Pues bien, asiste razón a la responsable cuando considera insatisfecho el contenido de la fracción III del artículo 78 del Código Penal del Estado de Coahuila, con base en el oficio enviado por el director del Centro de Rehabilitación Social en el cual se establecen los antecedentes penales del inculpado, pues dicha constancia es suficiente para ello, puesto que es facultad del juzgador considerar las circunstancias personales del sentenciado, su comportamiento previo o con relación al proceso, dando los motivos razonables graves por los que sea preferible ejecutar la sanción corporal impuesta, y si tal decisión depende del juicio de valoración que realice, apreciando las peculiaridades y condiciones del caso concreto, para determinar la procedencia de la medida citada dentro del marco de referencia previsto por la ley, cumpliendo con las garantías de fundamentación y motivación consagradas constitucionalmente, es evidente que el oficio remitido por la autoridad carcelaria constituye un instrumento confiable con el cual el Juez se hace de datos con los cuales toma su decisión, en la especie, para conocer que el comportamiento previo del quejoso lo revela como una persona rijosa.

En esa tesitura, se estima correcto que la responsable haya tomado en cuenta los anteriores procesos penales con los que contaba el reo para preferir ejecutar la condena, pues resulta evidente que el inculpado cuenta con un comportamiento previo que, según se advierte del oficio enviado por el director del Centro de Readaptación Social, indica sea preferible la ejecución de aquélla.

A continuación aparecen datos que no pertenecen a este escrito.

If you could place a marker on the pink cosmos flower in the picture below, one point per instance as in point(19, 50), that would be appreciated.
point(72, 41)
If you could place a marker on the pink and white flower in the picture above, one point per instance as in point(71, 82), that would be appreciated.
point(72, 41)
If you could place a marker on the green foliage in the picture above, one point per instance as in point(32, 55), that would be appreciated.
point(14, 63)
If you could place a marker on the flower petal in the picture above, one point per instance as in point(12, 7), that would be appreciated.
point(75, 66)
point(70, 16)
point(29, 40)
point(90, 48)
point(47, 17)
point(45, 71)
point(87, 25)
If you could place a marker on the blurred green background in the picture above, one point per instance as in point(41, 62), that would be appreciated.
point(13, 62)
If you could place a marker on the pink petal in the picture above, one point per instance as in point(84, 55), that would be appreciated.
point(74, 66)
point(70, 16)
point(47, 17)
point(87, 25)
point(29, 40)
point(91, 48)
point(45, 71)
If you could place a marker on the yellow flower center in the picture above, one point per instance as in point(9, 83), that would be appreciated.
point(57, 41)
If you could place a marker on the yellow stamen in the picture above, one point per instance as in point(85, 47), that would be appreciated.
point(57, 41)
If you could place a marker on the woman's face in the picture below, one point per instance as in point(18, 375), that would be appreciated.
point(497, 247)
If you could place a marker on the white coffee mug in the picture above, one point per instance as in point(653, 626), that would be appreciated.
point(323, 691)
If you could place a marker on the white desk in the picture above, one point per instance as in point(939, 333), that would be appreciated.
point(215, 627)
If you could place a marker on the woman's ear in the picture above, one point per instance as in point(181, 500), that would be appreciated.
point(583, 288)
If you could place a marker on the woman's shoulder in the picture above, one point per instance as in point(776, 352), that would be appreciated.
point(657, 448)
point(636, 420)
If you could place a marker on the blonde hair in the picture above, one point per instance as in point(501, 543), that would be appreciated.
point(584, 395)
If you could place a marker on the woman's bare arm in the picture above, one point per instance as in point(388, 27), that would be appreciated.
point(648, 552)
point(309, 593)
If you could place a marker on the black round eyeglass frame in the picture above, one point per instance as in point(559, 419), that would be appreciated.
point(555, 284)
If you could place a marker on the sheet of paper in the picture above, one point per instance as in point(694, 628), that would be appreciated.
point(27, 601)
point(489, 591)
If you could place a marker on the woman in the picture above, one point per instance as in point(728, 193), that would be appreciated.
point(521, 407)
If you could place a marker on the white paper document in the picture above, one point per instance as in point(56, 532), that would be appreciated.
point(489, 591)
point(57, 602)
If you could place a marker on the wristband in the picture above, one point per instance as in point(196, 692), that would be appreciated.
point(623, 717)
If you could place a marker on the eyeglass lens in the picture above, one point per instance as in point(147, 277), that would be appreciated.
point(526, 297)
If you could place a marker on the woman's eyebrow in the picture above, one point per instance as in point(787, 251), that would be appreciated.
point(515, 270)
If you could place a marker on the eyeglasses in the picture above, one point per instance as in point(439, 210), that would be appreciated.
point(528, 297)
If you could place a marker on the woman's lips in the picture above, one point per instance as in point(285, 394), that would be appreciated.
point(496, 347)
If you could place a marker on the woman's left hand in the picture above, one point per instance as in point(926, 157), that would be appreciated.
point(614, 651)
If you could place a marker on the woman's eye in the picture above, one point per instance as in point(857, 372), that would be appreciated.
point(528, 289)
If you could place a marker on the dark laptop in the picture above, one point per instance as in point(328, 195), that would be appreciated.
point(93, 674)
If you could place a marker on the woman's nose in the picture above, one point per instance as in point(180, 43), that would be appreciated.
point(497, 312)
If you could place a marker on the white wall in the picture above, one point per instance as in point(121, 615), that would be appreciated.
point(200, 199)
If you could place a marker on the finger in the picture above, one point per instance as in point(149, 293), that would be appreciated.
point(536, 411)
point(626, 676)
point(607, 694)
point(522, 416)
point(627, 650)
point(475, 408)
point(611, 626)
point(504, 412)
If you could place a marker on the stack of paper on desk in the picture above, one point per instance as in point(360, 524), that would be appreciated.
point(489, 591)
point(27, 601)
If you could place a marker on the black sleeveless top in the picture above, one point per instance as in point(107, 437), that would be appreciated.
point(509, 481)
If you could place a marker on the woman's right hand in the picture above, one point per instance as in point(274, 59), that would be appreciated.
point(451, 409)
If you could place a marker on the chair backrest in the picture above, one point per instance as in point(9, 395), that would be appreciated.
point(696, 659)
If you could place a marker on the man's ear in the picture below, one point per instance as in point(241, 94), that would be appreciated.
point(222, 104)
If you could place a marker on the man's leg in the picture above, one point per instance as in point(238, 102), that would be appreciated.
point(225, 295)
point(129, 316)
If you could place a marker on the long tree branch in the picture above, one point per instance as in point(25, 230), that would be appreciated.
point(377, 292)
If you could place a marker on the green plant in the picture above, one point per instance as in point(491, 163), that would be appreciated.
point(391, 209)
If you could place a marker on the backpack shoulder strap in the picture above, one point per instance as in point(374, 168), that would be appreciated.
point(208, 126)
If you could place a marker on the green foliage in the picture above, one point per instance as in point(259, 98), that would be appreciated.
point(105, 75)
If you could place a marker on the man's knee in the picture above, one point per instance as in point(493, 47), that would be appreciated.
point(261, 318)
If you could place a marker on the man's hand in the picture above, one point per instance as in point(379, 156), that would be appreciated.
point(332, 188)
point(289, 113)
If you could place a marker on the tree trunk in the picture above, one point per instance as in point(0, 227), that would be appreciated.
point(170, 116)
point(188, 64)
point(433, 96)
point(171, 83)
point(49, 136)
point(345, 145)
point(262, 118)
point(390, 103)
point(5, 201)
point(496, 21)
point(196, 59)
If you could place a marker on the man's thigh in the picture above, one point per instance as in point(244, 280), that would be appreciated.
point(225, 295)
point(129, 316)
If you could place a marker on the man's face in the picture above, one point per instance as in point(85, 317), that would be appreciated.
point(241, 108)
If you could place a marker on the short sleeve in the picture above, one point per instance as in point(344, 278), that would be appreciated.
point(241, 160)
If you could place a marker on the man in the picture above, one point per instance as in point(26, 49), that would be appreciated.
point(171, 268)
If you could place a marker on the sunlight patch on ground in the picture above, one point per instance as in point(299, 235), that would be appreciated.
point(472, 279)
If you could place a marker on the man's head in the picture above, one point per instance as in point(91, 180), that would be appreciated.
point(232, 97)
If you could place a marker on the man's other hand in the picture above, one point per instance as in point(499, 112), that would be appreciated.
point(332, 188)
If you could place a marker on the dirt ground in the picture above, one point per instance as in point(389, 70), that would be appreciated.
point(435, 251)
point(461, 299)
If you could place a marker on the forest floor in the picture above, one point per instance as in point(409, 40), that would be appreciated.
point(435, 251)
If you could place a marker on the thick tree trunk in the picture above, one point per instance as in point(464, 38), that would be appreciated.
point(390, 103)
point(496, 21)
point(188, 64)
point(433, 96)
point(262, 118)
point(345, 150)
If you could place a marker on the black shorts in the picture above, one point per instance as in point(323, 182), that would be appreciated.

Por otra parte, si bien es cierto que en autos no aparecen constancias de los procesos que hubieren culminado con sentencia condenatoria en contra del quejoso por los delitos señalados en el oficio de mérito, tal argumento no es suficiente para que se le otorgue la condena condicional en multa sustitutiva como lo aduce el quejoso, pues basta el citado informe para conocer que el sentenciado es una persona agresiva que ha participado en diversos ilícitos (incluso varios de la misma naturaleza que el del juicio natural), de ahí que la negación de la misma por parte de la responsable, no resulta violatoria de las garantías del inculpado.

Además, resulta necesario agregar que el beneficio de la condena condicional es una facultad discrecional del juzgador al aplicar su arbitrio, por lo que si la negativa de la misma se encuentra razonada conforme a derecho, no debe considerarse como una violación a la ley, pues no afecta derecho alguno del inculpado.

Es aplicable en lo conducente la jurisprudencia de la Primera Sala de nuestro Máximo Tribunal, publicada en la página sesenta y dos del Tomo II, Materia Penal, Apéndice al Semanario Judicial de la Federación 1917-2000, que a la letra dispone:

"CONDENA CONDICIONAL. ARBITRIO JUDICIAL. En tanto la condena condicional no constituye un derecho establecido por la ley en favor del sentenciado, sino un beneficio cuyo otorgamiento queda al prudente arbitrio del juzgador, la negativa de tal beneficio no puede trascender a una violación de la ley que amerite la concesión del amparo, por no afectarse derecho alguno del inculpado."

En cambio, en diverso concepto de violación el quejoso aduce que la responsable indebidamente le impuso una pena de tres años seis meses en lugar de dos años tres meses, ya que el grado de punibilidad que estableció por el delito de lesiones graves por cicatriz en la cara permanentemente notable, fue entre la mínima y la media.

En términos del artículo 76 bis, fracción II, de la Ley de Amparo, es fundado el concepto de violación en estudio.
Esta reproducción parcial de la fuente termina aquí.